Common Session States
Section titled “Common Session States”- Running
- Agent is actively producing output or executing work.
- Waiting
- Agent is waiting for a tool, model, or external process.
- Blocked
- Agent needs human input or cannot proceed safely.
- Idle
- Session is available but not currently progressing.
- Human
- A user decision or remote response is needed.
- Agent
- A worker or brain session reported state through MCP.
Managed vs. Local Runtime Sessions
Section titled “Managed vs. Local Runtime Sessions”| Session type | How it appears | What Jarvis usually knows | Typical use |
|---|---|---|---|
| Managed session | Started from Jarvis UI | runtime, launch intent, session metadata, follow-up control | New work you want Jarvis to supervise end to end |
| Local runtime session | Discovered after it already exists | runtime identity and observable state, with control depending on runtime and attachment safety | Ongoing work you started manually and now want to inspect or bring under supervision |
Failure Modes
Section titled “Failure Modes”Session OS is designed to degrade gracefully, but a few failure modes matter:
- Runtime unavailable: the CLI exists in theory, but Jarvis cannot launch or attach to it from the current machine state.

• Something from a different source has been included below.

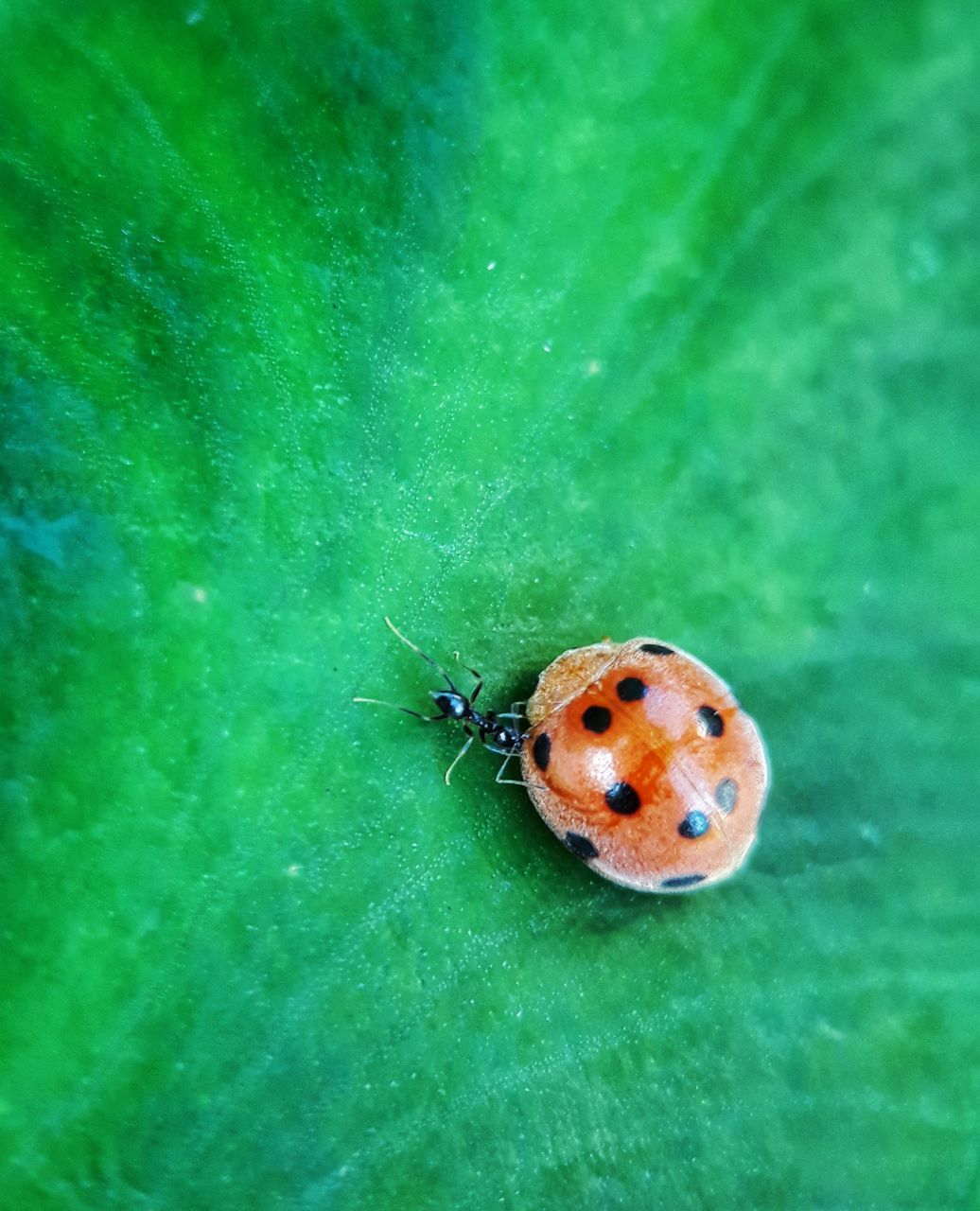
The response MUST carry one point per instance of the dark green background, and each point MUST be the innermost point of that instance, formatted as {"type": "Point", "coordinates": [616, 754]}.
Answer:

- Discovered but not controllable: Jarvis can see a local runtime session, but safe follow-up control is limited.
- Status drift: a runtime can stop responding before the UI catches up, so a session may briefly look active until discovery or cleanup logic reconciles it.
- Missing progress reports: a worker may continue running even when no MCP report arrives for a while. In that case, the summary capsule becomes the main source of truth.
- Human decision bottleneck: a worker can remain blocked until someone answers the question or dispatches the next instruction.
The important design point is that loss of one signal does not erase the session record. Jarvis keeps the session visible even when one control path is degraded.